Deux infirmiers entrent dans la pièce, je les regarde désespéré.
« C’est pour ton bien Henri, continue le commissaire.
– Mais, et le meurtrier ? Je suis proche, protesté-je.
– Nous nous en occuperons, repose-toi. » Dit-il las pendant que les infirmiers me traînent vers la porte.
Il ne fera rien pour Helena, personne ne le ferra à part moi. Les puissants s’en sortent toujours.

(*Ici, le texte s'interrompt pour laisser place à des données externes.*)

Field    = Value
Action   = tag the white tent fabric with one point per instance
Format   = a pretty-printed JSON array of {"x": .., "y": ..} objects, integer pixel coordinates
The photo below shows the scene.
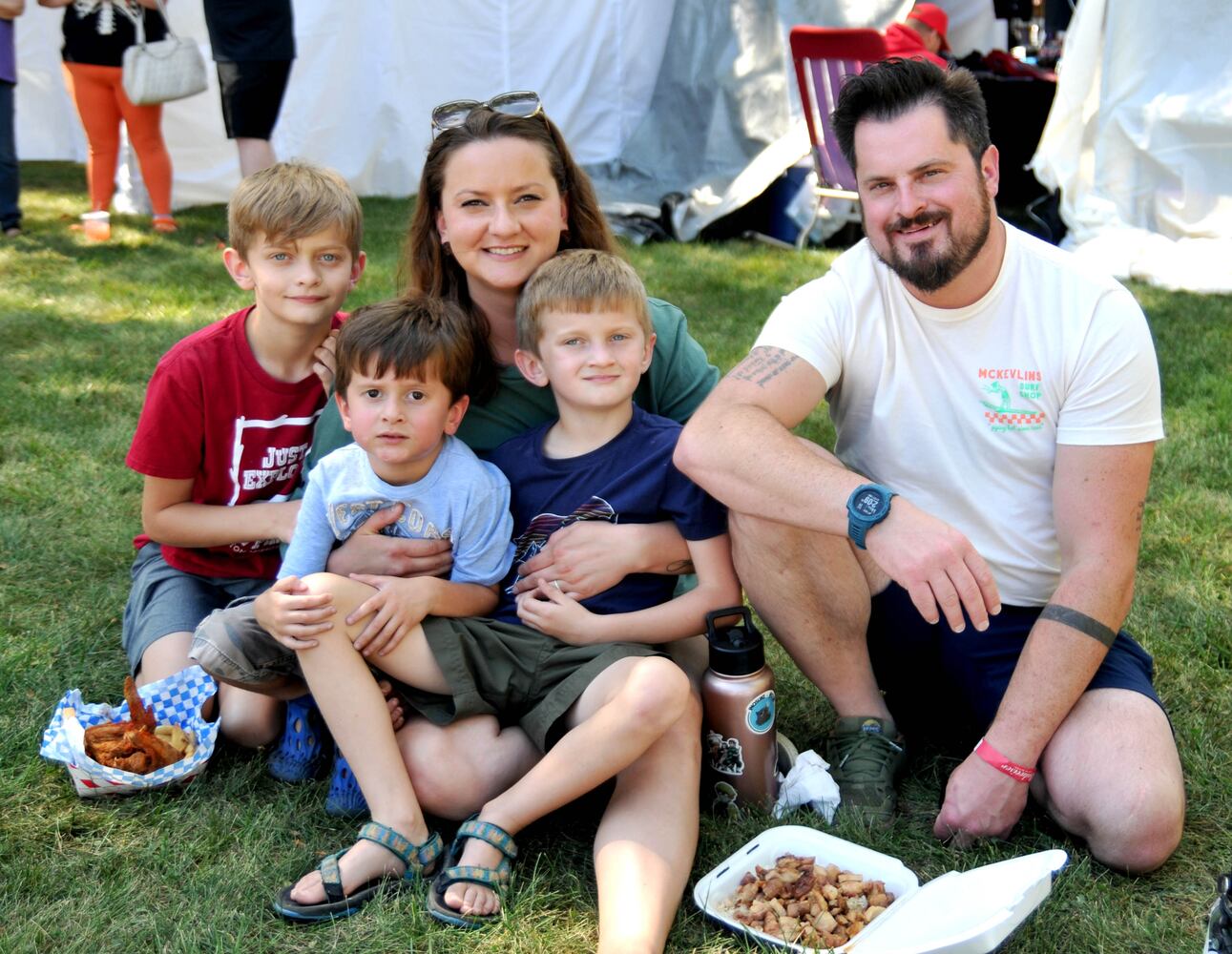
[
  {"x": 367, "y": 76},
  {"x": 1138, "y": 138}
]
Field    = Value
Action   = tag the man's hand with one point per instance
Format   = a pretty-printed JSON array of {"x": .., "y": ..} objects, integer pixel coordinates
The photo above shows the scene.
[
  {"x": 367, "y": 550},
  {"x": 396, "y": 609},
  {"x": 293, "y": 615},
  {"x": 585, "y": 558},
  {"x": 325, "y": 363},
  {"x": 935, "y": 564},
  {"x": 979, "y": 801},
  {"x": 557, "y": 614}
]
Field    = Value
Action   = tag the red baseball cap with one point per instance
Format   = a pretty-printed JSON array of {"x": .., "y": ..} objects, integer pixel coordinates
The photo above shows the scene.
[{"x": 930, "y": 15}]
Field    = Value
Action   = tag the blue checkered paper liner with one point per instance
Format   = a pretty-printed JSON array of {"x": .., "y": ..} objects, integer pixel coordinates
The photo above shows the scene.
[{"x": 177, "y": 699}]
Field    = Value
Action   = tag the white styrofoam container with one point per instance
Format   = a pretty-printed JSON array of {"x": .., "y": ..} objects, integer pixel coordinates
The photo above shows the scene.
[{"x": 956, "y": 914}]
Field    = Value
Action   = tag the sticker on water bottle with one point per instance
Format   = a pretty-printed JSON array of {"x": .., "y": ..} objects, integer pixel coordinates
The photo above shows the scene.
[{"x": 759, "y": 716}]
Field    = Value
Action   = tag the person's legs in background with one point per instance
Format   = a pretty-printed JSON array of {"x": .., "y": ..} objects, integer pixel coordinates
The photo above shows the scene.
[
  {"x": 92, "y": 90},
  {"x": 254, "y": 156},
  {"x": 10, "y": 181},
  {"x": 145, "y": 134},
  {"x": 252, "y": 97}
]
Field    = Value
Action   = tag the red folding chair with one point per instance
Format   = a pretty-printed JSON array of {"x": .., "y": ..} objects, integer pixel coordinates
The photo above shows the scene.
[{"x": 825, "y": 57}]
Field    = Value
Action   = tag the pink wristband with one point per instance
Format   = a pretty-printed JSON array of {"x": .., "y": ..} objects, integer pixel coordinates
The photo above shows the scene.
[{"x": 1016, "y": 772}]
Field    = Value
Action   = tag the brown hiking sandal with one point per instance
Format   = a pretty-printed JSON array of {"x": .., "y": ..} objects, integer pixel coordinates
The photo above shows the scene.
[{"x": 865, "y": 755}]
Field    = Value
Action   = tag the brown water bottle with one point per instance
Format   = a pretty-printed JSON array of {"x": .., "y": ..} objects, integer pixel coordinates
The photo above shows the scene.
[{"x": 740, "y": 745}]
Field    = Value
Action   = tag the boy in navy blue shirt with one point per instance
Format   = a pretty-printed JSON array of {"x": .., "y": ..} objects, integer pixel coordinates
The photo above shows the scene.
[{"x": 581, "y": 677}]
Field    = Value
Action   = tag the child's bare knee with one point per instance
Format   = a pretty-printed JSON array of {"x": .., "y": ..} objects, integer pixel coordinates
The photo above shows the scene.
[
  {"x": 323, "y": 582},
  {"x": 657, "y": 692}
]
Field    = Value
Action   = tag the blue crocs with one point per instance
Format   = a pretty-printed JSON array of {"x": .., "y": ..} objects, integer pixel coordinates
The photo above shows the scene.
[
  {"x": 344, "y": 799},
  {"x": 301, "y": 753}
]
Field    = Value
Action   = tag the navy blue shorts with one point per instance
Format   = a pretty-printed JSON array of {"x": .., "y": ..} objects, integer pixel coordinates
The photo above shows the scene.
[{"x": 950, "y": 683}]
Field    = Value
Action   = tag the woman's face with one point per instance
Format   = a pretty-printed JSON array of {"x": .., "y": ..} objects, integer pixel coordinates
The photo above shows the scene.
[{"x": 502, "y": 212}]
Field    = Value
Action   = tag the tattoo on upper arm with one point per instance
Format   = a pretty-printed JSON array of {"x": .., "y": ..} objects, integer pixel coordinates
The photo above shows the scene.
[
  {"x": 1083, "y": 623},
  {"x": 762, "y": 364}
]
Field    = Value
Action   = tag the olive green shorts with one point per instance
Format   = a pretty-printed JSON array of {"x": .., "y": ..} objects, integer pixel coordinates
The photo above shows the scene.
[{"x": 512, "y": 673}]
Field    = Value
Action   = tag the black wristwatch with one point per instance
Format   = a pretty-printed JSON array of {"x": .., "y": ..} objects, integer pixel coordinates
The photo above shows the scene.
[{"x": 867, "y": 506}]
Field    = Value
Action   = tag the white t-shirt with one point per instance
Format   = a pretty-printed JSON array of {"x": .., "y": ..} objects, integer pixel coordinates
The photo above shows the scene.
[{"x": 961, "y": 409}]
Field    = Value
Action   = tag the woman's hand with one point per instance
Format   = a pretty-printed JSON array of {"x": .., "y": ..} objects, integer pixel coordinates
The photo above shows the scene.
[
  {"x": 591, "y": 556},
  {"x": 325, "y": 361},
  {"x": 558, "y": 614},
  {"x": 367, "y": 550}
]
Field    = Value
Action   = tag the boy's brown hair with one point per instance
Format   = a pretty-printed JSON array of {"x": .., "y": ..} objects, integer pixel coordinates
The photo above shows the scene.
[
  {"x": 291, "y": 200},
  {"x": 415, "y": 336},
  {"x": 580, "y": 280}
]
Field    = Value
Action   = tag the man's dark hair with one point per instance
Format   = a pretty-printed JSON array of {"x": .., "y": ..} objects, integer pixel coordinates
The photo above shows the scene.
[{"x": 894, "y": 86}]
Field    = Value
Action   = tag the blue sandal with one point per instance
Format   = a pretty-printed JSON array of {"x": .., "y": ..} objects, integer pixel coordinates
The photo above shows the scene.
[
  {"x": 451, "y": 873},
  {"x": 301, "y": 753},
  {"x": 420, "y": 861},
  {"x": 344, "y": 799}
]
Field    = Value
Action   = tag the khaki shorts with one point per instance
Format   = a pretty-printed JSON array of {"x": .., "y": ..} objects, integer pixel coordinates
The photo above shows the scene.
[
  {"x": 512, "y": 673},
  {"x": 231, "y": 645}
]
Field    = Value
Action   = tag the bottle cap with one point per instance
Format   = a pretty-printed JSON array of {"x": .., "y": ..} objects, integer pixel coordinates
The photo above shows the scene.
[{"x": 736, "y": 649}]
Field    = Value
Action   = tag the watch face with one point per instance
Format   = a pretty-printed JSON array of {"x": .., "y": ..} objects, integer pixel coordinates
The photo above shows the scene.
[{"x": 868, "y": 504}]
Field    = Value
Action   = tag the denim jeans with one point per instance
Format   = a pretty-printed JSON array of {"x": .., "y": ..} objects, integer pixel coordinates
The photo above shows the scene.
[{"x": 10, "y": 213}]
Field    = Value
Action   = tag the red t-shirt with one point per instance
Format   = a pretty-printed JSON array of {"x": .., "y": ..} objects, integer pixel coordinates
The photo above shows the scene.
[{"x": 216, "y": 416}]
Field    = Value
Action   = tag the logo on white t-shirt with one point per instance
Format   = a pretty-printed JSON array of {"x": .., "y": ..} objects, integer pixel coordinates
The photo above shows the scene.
[{"x": 1009, "y": 393}]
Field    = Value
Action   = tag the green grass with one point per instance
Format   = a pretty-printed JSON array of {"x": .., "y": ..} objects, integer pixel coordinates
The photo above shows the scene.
[{"x": 80, "y": 329}]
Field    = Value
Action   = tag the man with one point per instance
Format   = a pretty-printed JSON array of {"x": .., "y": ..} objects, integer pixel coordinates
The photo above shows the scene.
[
  {"x": 1007, "y": 404},
  {"x": 922, "y": 36}
]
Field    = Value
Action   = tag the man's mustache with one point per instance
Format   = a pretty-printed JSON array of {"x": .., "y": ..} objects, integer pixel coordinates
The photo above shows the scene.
[{"x": 917, "y": 221}]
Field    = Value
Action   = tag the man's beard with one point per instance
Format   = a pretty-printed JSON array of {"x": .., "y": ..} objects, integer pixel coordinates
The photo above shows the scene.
[{"x": 926, "y": 268}]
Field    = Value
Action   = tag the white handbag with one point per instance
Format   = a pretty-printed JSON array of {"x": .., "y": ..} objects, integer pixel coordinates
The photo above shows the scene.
[{"x": 163, "y": 71}]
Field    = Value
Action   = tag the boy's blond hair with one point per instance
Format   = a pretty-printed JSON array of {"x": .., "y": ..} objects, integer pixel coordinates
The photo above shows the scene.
[
  {"x": 291, "y": 200},
  {"x": 580, "y": 280}
]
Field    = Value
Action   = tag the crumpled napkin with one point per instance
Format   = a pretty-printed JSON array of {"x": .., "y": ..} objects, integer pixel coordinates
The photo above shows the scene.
[{"x": 808, "y": 783}]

Je suis à l’hospice depuis une semaine, la vie ici est déprimante. Ils m’ont coupé tout approvisionnement d’alcool, mais j’ai pu garder mon briquet et mes cigarettes, un maigre réconfort. Ce qui me ronge c’est de savoir que le meurtrier de ma petite fille est toujours là dehors, je ne peux pas rester ici.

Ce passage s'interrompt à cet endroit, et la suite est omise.